In both my personal and professional life, I’m a woman who spends most of her time in the company of alpha males. I grew up very close with my two hyper-masculine brothers who habituated me to the ways dominant men think, act, emote, and feel; with a father, stepfather, and grandfather who also all fit the Alpha mold. Competition, well-articulated debates, and robust humor characterized nearly all of our interactions. As an adult, between my involvement with combat sports and my work with members of the military and Special Operations communities, much of my daily life is characterized by interaction with men who embody the traditional traits of Alpha Male dominance: strength, competitiveness, courage, assertiveness, decisiveness, intelligence, aggression…"Conan, what is best in life?" Success in war, if you were to summarize the famous remarks (which were apparently originally attributable to Genghis Khan).

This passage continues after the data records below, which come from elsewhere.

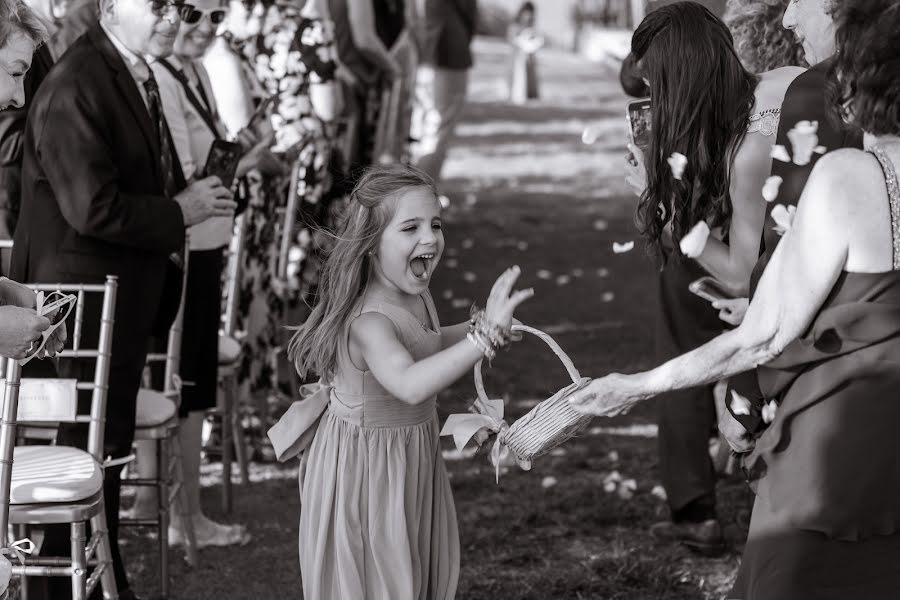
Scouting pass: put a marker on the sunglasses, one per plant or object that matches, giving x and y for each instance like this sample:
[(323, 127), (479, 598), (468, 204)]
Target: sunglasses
[(191, 15), (161, 7)]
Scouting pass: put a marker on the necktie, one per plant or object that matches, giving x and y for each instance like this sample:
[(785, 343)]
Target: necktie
[(166, 155)]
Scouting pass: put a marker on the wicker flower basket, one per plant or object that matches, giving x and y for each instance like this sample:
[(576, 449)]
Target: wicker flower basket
[(551, 422)]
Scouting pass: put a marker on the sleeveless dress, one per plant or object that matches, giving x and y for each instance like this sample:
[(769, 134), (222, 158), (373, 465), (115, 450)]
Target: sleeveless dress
[(826, 520), (377, 519)]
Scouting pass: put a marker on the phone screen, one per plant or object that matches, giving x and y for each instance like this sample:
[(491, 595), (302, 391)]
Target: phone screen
[(639, 122), (222, 161)]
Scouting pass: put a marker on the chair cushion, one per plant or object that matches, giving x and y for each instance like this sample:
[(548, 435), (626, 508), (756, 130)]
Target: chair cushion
[(229, 349), (154, 408), (57, 474)]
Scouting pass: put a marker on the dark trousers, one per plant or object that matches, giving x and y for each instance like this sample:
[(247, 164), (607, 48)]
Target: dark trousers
[(686, 418)]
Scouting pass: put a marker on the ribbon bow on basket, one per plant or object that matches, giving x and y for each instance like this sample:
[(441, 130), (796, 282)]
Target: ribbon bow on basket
[(544, 427)]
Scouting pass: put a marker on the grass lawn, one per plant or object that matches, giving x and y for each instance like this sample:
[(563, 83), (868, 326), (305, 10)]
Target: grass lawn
[(525, 190)]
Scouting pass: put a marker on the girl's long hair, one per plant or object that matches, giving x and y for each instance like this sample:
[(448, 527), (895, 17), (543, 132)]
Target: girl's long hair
[(701, 102), (315, 344)]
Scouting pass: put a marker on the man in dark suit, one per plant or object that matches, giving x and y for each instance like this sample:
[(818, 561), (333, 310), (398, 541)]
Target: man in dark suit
[(103, 194)]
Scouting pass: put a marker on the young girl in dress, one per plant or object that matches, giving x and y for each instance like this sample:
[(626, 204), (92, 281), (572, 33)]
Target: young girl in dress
[(378, 519)]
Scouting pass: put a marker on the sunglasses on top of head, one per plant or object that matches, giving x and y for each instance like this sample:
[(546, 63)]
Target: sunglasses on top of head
[(191, 15)]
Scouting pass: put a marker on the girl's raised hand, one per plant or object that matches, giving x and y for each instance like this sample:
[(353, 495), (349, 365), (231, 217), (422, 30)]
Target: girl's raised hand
[(503, 301)]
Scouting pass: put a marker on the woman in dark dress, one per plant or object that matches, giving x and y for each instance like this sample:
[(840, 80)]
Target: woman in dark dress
[(723, 119), (823, 327)]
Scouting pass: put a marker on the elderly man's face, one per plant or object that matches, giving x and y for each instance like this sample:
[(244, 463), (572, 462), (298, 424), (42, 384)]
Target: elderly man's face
[(146, 27), (812, 23)]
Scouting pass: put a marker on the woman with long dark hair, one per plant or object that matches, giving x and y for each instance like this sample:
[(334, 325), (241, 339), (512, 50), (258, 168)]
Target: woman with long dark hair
[(721, 120)]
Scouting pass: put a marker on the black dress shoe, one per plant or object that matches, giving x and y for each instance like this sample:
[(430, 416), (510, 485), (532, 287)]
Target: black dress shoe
[(704, 538)]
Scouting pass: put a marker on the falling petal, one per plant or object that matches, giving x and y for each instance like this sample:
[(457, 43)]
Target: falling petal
[(694, 242), (623, 248), (660, 492), (783, 217), (803, 140), (779, 152), (769, 411), (771, 187), (677, 163), (739, 404)]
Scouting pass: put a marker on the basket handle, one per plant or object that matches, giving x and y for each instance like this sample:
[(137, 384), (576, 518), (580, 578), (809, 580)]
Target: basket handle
[(563, 357)]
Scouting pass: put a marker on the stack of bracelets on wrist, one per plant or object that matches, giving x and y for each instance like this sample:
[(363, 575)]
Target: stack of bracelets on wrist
[(486, 336)]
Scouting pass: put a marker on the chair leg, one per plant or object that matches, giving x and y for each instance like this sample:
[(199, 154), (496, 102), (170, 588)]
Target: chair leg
[(240, 442), (104, 556), (79, 561), (227, 444), (162, 487), (187, 522)]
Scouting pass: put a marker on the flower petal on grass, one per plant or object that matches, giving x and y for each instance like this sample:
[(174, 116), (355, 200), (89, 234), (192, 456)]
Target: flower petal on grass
[(771, 187), (677, 163), (623, 248), (694, 242)]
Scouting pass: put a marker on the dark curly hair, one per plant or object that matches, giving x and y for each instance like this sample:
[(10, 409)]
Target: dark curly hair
[(701, 101), (760, 40), (867, 86)]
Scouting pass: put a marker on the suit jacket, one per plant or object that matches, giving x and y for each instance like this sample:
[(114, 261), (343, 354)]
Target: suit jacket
[(806, 99), (93, 199), (12, 132)]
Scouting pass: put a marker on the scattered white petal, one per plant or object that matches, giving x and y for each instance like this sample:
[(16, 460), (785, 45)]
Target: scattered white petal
[(739, 404), (769, 411), (771, 187), (783, 217), (614, 476), (779, 152), (623, 248), (803, 140), (694, 242), (677, 163)]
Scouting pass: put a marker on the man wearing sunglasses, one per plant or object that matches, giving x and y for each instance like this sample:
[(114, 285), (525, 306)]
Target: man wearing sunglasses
[(103, 194)]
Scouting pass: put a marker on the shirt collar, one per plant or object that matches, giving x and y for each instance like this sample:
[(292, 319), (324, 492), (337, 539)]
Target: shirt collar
[(137, 65)]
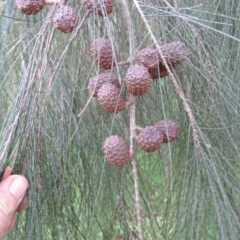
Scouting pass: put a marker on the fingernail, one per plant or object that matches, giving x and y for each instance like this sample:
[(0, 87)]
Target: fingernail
[(18, 187)]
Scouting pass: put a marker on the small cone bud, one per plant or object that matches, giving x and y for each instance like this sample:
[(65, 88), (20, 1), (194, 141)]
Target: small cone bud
[(30, 6), (99, 7), (96, 82), (150, 139), (103, 53), (65, 19), (137, 80), (116, 151)]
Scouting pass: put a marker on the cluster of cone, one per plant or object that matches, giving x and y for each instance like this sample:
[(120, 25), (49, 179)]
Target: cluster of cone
[(65, 17), (149, 139), (107, 89), (106, 86)]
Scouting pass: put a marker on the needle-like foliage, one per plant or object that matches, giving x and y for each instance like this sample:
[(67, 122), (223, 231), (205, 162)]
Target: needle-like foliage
[(52, 131)]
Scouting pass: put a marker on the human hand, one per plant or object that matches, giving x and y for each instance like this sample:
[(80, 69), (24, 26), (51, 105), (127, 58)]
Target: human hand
[(12, 192)]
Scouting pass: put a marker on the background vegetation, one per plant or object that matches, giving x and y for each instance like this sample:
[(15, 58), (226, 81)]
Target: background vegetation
[(189, 189)]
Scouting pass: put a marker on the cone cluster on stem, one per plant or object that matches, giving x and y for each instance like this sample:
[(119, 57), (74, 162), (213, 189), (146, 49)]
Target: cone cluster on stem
[(106, 86)]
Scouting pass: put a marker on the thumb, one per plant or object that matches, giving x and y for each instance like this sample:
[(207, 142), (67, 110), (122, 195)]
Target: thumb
[(12, 191)]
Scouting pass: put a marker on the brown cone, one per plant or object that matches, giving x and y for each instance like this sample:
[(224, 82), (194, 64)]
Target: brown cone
[(65, 19), (116, 151), (103, 54), (150, 139), (137, 80), (30, 6), (99, 7), (96, 82), (169, 128), (110, 98)]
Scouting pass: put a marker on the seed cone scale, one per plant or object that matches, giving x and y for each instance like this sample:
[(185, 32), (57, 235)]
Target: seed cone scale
[(103, 53), (99, 7), (116, 151), (169, 128), (96, 82), (137, 80), (150, 139), (110, 98), (30, 6), (65, 19)]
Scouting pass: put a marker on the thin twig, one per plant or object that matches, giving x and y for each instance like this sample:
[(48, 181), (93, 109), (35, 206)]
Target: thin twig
[(127, 17), (178, 89)]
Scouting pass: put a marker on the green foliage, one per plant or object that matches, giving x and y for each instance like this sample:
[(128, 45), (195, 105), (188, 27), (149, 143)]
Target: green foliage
[(187, 191)]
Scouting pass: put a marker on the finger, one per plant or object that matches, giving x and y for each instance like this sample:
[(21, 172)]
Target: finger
[(23, 204), (12, 191), (7, 173)]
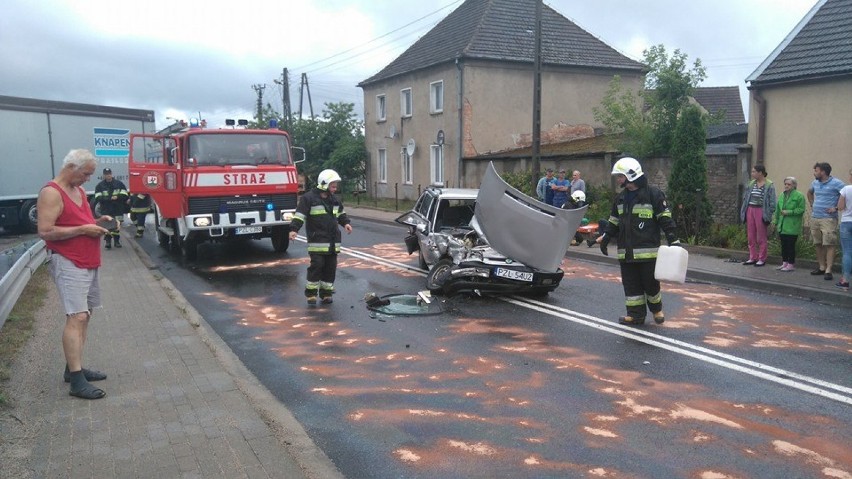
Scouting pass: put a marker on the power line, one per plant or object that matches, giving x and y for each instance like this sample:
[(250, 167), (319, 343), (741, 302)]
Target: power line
[(375, 39)]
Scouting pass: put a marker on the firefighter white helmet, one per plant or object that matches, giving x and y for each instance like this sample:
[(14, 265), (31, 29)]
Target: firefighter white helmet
[(325, 178), (628, 167)]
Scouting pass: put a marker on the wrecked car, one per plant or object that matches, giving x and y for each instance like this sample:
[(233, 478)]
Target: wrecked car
[(491, 240)]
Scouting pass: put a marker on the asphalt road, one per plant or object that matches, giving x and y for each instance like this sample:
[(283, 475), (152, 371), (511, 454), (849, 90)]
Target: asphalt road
[(734, 384)]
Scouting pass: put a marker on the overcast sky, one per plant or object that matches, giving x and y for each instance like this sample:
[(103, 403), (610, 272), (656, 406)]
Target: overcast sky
[(189, 57)]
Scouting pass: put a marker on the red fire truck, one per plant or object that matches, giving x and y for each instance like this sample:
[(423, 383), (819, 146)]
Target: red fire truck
[(216, 184)]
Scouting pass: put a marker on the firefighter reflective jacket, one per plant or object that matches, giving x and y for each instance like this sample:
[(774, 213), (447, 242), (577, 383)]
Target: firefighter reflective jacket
[(322, 218), (140, 203), (638, 222), (104, 192)]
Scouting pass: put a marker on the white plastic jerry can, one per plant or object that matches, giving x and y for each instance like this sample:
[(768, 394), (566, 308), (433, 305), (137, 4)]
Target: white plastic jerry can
[(671, 264)]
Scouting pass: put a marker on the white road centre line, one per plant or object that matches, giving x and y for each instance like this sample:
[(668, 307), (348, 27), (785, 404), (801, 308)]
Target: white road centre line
[(730, 362), (764, 371)]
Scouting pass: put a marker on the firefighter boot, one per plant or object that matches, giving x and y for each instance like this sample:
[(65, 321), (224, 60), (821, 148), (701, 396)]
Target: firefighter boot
[(630, 320), (326, 290), (311, 294)]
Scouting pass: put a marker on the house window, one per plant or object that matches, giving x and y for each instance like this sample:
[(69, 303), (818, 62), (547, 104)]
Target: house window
[(407, 167), (381, 111), (436, 158), (383, 165), (436, 97), (406, 107)]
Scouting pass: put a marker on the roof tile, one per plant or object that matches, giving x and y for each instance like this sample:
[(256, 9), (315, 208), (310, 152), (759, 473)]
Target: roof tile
[(502, 30)]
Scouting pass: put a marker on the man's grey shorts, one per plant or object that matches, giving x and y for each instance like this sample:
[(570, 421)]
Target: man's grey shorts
[(824, 232), (79, 289)]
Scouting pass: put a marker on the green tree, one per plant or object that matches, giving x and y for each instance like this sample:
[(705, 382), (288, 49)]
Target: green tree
[(645, 121), (669, 83), (620, 113), (334, 140), (687, 190)]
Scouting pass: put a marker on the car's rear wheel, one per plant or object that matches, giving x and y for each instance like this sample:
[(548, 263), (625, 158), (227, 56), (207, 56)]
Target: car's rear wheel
[(421, 261), (438, 275), (280, 239)]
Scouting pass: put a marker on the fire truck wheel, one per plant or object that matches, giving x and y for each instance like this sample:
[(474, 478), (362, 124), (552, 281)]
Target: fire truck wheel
[(280, 239), (162, 238), (190, 249)]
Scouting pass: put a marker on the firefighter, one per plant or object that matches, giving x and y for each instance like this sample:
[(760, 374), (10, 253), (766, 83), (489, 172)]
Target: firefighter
[(112, 196), (321, 211), (140, 206), (639, 214)]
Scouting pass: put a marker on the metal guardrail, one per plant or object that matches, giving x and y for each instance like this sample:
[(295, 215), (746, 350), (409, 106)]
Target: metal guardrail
[(17, 277)]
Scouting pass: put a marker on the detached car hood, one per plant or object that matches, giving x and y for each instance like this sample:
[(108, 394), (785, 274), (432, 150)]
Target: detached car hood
[(522, 228)]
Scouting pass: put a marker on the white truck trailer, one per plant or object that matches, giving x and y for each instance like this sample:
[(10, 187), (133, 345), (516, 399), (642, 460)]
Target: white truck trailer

Alpha Males are men who value strength (an undeniable gift of their testosterone-fueled biology); they embrace their capacity and desire for physical, intellectual, and even material dominance. While our politically correct culture has trained me to hesitate before making the assertion that these qualities are somehow innately strong in their sex, as a mother to a young son, I do feel strongly that biology plays a part in this. Strength, courage, hard work, and athleticism are paramount to the Alpha Male identity, which I feel is really just the full realization of the masculine spirit. Some scholars of the warrior archetype, such as Dr. Angela Hobbs, author of “Plato and the Hero: Courage, Manliness and the Impersonal Good,” and Leo Braudy, author of “From Chivalry to Terrorism: War and the Changing Nature of Masculinity,” would agree, and take this one step further by suggesting that success in warfare is historically central to the masculine identity, as the ability to protect and defend one’s community has been fundamental to human existence since the dawn of time.
The other goods flow from that, though. Success in war provides the protection of a space in which a stable society can flourish. It's hard to flourish if you aren't successful in war -- and, to cite the same Sun Tzu dictum again, you're never more successful than when you're so dangerous that no one wishes to fight with you. That mastery, attained only by careful devotion to the arts of war, depends on all of these qualities that the lady cites.